Figure 1.

Inhibition of influenza virus infection by λ-CGN in vitro. (A) Chemical structure of the repeating disaccharide unit in λ-CGN. (B) Western blot analysis showing expression of viral proteins. MDCK cells infected with PR8 at an MOI of 0.001 were mock-treated (Mock) or treated with 10 μM of OSV-C or with increasing concentrations of λ-CGN or p-KG03 at 35 °C. On the next day, cell lysates were harvested for SDS-PAGE and immunoblotting with anti-NP or anti-HA antibodies. β-Actin was used as a loading control. ‘No virus’ means negative control without viral infection. Proteins are indicated on the right side of the panels. (C) Plaque assay to determine viral titers.
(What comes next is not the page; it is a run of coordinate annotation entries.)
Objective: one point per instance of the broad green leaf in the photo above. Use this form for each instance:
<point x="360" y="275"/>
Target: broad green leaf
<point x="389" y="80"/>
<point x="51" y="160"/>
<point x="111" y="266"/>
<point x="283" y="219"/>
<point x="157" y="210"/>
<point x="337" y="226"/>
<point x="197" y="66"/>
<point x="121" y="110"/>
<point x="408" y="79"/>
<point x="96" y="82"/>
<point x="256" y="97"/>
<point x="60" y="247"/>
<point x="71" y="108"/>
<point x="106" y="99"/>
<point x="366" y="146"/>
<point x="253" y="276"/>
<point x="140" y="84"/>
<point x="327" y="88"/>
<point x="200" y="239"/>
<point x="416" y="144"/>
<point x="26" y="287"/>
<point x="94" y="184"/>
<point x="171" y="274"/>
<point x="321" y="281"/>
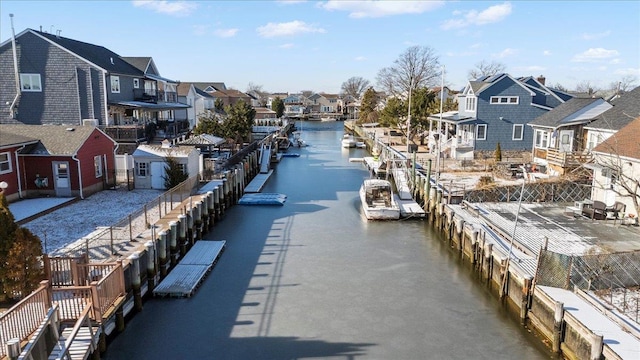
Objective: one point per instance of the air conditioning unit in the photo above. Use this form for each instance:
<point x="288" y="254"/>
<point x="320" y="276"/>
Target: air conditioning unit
<point x="89" y="122"/>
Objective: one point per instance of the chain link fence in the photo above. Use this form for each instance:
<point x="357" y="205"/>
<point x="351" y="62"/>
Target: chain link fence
<point x="615" y="277"/>
<point x="561" y="191"/>
<point x="115" y="239"/>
Serial ten-fold dilutions of cell culture supernatants acquired after viral infection and compound treatment in (B) were loaded onto fresh MDCK cells and cultured at 33 °C in 1.2% Avicel-containing overlay medium. The number of viral plaques was counted after crystal violet staining on day 3 post-infection. Data are expressed as the mean ± S.D. of three independent experiments. ****P < 0.0001. The graph was created using GraphPad Prism 8.3.1 (www.graphpad.com).